Tuhaflık...Tüm havayı oksijenine kadar içine hapsetmişti.Korkutucu,korkan ve tuhaf bakışlar vardı etrafta.Dinmeyen fırtınadan kutulan gemide sevinmeye yeltenenler hortumda görünmeyen çamurun şimdi dibe çökmelerini izliyordu.Her saniye içinde bulundğu pisliği farkına varmak zaman alıyordu.Kurtulmak için can çekiştiğinde üstüne bulaşan dipteki çamuru bile farketmemişti.Şimdi ise bir köşeye sinmiş olanları izlemekten başka bir çaresi olmadığını anlıyordu.

  Tüm organları hazım sürecini yavaş yavaş atlatırken gözlerini yere indirdi genç adam.Karşısındaki camın arkasında yatan kadın onun hayatını geçirdiği ve tüm merhametine inandığı kadındı.Annesinin cenazesinde ona destek olan onunla duygularını paylaştığına inandığı kadındı.Yada cenazesine katıldığı kardeşini öldüren bir kadındı.Hangi sıfat bu kadının caniliğini açıklayabilirdiki.CEVAP:Hiçbiri.

    Duvara yaslanan beden soğuk duvardan ayrıldı.Önünden uzaklaşıp giden polis memurlarına baktı.Daha sonrada karşısında ona bakan yeşillere baktı.Bir sitem,ağlama,acıma yada yalvarma yoktu.Tek gördüğü şey sevgiydi Denizin.Görmek istedikleri bir yana ihtiyac duyduğu şeydi.Aryaya kendisine doğru gelen vücuduna sıkı sıkıya sarıldı.Boynuna boşluğuna koyduğu burnu enfes kokuyu vücuduna doldururken göğsüne yaslanan yüzün gelen sesi duydu.

''Deniz.''dedi genç kız ellerini adamın göğsüne koyarak.

''Gidelim''

''Gidelim''dedi Deniz genç kızı kendine çekip koridorda yürüdü.Yürüyüşü yavaştı,ağırdı,büyüktü.Uğradığı ihanetin kendini bulması gibi yavaş kalbine çöken yük gibi ağır hissettiği acı gibi büyüktü.

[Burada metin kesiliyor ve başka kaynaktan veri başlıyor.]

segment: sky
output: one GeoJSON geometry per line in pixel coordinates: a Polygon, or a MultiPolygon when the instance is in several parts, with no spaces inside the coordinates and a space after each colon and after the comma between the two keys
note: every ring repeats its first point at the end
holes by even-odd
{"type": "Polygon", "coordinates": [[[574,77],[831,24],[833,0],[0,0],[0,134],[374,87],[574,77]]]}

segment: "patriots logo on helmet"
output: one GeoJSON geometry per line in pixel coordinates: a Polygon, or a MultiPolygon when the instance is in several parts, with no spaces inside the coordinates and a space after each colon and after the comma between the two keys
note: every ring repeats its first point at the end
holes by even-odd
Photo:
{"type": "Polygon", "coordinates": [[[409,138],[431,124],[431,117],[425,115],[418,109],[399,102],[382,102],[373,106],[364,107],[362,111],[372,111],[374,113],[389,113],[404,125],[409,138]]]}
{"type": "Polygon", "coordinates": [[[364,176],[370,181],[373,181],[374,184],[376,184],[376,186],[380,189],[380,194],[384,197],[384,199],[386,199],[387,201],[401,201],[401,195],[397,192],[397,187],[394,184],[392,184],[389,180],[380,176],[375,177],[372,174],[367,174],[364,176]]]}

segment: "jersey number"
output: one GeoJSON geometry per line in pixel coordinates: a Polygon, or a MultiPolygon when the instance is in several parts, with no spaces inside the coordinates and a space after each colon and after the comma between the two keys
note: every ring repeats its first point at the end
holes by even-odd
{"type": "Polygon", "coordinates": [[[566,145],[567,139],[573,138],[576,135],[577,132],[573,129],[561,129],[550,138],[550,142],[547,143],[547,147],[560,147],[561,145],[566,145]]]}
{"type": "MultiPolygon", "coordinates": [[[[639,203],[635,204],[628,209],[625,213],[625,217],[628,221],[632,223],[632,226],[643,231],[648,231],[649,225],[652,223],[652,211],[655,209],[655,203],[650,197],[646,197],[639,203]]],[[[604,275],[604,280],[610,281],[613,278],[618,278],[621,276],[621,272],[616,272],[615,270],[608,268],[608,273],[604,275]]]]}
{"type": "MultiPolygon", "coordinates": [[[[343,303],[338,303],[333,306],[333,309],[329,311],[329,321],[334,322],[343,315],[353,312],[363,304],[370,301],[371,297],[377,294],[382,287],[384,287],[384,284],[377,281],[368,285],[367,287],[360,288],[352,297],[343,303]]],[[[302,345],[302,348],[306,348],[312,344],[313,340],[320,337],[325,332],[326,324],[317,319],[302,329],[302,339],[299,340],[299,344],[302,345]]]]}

   Asansörün metalik sesi kulaklara dolduğunda dışarıya boşalan kalabalıkla sessiz bir asansöre bindi genç çift.İnmeye beklerken ayırdı bedenini Denizden Arya.Kapının biran önce açılması beklerken hiç bu kadar acele ettiğini hatrlamıyordu.Kafasını kaldırıp bakmaya bile cesareti yoktu.Denizin berbat halini sezebiliyordu.Onu yıkılmış görmek ens on isteyeceği şeydi.Ömrünün neredeyse yarını geçirdiği kadının nasıl biri olduğunu anlayamamıştı.Arya kendisine davranışlarını doğal olarak algılıyordu ama bu aile ne doğaldı ki...

   Asansörün açılan kapısıyla adımlarını güneşin son ışınlarını bırakmak için uğradığı koridora attılar.Daha bir kaç saat öncede bu anı yaşamış gibiydi.Bu kapıdan nasıl mutlu ve heyecan dolu çıktığını biliyordu.Taze anılar kendini hatırlatırken unutmaya çalıştı Arya.Neden bilmiyordu ama istemiyordu.Yaşadığı şimdinin gölgelediği bir mutluluk  düşünmek istemiyordu.

  Arabaya bindiğinde gözlerinin ucuyla Denize bakt.Denizin imaısz ve yoldan ayrılmayan bakışları genç kızı ürkütsede yinede birşey söylemedi.Geldikleri yolu bir kez daha izlemeyi koyulacağı sırada ısrarla kapanmak isteyen göz kapaklarına mani olamadı.Yorgun değildi ama arabanın girdiği taşlı yollarla hafif bir sallantının mayışıklığına bıraktı kendini.

  Uzun kollardaki bedeninin yumuşak ve deterjan kokan çarşaflara bırakıldığını anlayan Arya uykusuna ara vermeden yanına yatmasını istediği genç adamı bekledi.Kısa bir sürede hala çökme hissetmediği yatağın sarsılmasını bekledi bekledi ve bekledi...Ama ne yazıkki ne onu saran bir beden nede onun sıcaklığında dinleneceği bir koku vardı.Genç kız yanındaki boşluğun varlığını bilerek gözlerini araladı.Gözleri önce hemen yan tarafındaki boşluğa baksada hemen önündeki karartyı görmesi uzun sürmemişti.Hava tam kararmış değildi ama gri bulutlar kendini göstermeye başlamıştı.Yatağın hemen ilerisindeki mor kadife koltukta ayaklarını önündeki sehbaya uzatmış olan bir cüsse gördü genç kız.

   Kendini dikleştirip yatakta oturur duruma gelen Arya Denize baktı.Pencerenin önünde olduğundan yüzünü tam göremesede Denizin dalgın bakışlarını hissedebilmişti Arya.Denizin kendini farketmediğini anlayan Arya sesini kısığın biraz üzerinde çıkararak genç adama seslendi.